Baffodoro aveva percorso solo poche centinaia di metri quando la incontrò. Era bella, incredibilmente bella. I suoi occhi parevano scintillare sotto le sopracciglia scure e sottili. I capelli castani le cingevano l’ovale del viso con la leggerezza della schiuma delle onde e le scendevano dolcemente lungo la schiena sinuosa. Le sue labbra erano sottili e snelle come il suo corpo abbronzato.

Aveva un solo difetto: era Lilith, una delle dodici amazzoni e tra le mani stringeva un arco con una freccia già incoccata. Era apparsa improvvisamente ad una decina di metri da Baffodoro, sulla strada che lui intendeva seguire.

L’armatura del giovane era pesante ed il sole gravava sulla valle come se avesse voluto incendiarla. Baffodoro, quindi, si era ormai da tempo tolto l’elmo che aveva attaccato alla sella del destriero e che suonava tristemente al caracollare della bestia.

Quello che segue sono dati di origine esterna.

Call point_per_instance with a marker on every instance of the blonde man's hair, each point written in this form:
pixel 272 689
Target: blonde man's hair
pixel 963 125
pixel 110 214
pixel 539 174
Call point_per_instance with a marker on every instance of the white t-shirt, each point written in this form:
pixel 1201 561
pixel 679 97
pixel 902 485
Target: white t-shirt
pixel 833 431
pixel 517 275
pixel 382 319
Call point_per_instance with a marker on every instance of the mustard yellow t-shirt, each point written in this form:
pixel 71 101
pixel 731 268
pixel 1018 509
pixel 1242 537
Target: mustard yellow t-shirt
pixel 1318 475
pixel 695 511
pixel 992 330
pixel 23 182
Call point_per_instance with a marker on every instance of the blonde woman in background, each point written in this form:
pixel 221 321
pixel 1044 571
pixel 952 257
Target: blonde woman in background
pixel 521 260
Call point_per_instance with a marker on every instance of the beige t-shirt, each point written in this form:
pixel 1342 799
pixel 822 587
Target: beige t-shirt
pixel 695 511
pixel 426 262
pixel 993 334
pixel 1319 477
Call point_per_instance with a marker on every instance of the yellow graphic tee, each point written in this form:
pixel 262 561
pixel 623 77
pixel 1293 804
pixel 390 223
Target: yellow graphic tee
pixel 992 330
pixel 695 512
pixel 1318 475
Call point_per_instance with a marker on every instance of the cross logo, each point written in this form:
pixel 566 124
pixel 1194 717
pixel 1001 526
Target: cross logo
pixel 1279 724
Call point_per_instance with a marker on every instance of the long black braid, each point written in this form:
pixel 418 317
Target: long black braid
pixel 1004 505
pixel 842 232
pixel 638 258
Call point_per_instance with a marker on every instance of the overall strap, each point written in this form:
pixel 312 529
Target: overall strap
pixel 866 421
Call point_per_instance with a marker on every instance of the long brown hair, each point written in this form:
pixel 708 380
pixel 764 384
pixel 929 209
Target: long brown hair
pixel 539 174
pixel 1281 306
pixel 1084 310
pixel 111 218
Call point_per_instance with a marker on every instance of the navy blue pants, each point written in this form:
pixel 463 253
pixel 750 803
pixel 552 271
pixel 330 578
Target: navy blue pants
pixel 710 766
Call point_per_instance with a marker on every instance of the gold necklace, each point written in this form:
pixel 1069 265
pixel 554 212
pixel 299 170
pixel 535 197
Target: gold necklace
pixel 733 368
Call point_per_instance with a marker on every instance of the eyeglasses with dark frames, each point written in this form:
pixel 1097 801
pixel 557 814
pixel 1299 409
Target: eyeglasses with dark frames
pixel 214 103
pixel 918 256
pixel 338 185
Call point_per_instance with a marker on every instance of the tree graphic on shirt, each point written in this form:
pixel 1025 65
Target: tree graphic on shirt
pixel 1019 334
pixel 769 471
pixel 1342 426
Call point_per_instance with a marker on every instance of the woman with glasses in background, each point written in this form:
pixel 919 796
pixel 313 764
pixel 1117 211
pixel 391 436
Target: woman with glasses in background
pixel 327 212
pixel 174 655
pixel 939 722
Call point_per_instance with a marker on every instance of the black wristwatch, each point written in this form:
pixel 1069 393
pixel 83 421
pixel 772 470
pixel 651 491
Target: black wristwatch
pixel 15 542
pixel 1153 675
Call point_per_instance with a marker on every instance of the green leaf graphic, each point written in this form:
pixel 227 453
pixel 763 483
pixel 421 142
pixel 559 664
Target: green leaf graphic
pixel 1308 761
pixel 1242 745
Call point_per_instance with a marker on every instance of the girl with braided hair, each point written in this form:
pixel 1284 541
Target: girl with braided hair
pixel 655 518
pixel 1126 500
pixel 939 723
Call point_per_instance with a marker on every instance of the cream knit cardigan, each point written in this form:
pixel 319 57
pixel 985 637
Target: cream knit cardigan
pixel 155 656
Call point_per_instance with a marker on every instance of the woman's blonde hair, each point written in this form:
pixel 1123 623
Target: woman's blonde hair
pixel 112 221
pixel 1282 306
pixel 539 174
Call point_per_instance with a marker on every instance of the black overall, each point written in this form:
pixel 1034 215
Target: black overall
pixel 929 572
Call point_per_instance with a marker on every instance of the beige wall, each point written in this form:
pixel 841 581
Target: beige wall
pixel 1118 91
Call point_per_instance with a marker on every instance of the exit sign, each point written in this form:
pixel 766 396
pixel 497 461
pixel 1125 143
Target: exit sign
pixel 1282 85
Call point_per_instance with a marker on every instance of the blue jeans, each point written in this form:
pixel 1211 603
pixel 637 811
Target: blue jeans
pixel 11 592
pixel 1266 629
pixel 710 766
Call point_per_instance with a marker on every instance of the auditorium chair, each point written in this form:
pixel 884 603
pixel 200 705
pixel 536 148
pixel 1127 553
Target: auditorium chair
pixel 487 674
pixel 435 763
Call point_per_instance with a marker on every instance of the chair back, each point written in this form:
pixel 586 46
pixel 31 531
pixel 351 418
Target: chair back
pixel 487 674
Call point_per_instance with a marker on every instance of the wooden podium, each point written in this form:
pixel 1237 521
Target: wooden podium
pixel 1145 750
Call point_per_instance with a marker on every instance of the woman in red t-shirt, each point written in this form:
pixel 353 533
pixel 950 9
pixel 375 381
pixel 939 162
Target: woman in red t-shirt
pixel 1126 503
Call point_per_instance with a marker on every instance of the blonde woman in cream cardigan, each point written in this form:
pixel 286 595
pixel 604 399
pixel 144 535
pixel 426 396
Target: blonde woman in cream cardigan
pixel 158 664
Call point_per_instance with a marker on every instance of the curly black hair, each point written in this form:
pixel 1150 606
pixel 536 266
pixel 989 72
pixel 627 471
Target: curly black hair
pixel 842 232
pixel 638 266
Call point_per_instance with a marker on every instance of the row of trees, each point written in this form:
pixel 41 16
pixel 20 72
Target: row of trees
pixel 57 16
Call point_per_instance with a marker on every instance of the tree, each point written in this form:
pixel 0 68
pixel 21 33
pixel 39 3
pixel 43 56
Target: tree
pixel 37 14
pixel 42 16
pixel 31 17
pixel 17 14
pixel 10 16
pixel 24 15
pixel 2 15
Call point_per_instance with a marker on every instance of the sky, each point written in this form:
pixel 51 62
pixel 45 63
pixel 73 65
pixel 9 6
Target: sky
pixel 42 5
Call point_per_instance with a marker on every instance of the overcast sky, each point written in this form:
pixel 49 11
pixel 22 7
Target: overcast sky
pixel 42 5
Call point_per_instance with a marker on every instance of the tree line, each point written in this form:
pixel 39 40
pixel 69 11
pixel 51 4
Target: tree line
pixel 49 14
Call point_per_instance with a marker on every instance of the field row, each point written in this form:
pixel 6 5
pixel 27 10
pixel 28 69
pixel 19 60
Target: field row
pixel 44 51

Il ragazzo si arrestò e sorrise ammirato e nervoso all’amazzone.

Quella iniziò a parlare con tono calmo e quasi paziente:

“Cavaliere, sei entrato nella Valle Lunga, dominio della Sacerdotessa del Tempio.”

Baffodoro si morse un po’ le labbra e rispose quasi seccamente:

“Lo sò.”

L’altra proseguì.

“Devi andartene, straniero.”

E lo disse senza brutalità e senza dolcezza, con un tono stranamente neutro. Baffodoro sorrise. La ragazza era armata assai leggermente: l’arco, le frecce, un lungo stiletto al fianco ed un piccolo corno che, essendo Lilith di sentinella, doveva servirle a segnalare l’arrivo di stranieri nella valle. Il giovane sorrise ancora e le rispose:

“Non me ne andrò; devo incontrare la Sacerdotessa del Tempio.”

Lilith rimase impassibile.

“Non puoi. Volta il tuo destriero e vattene. Se no, morirai.”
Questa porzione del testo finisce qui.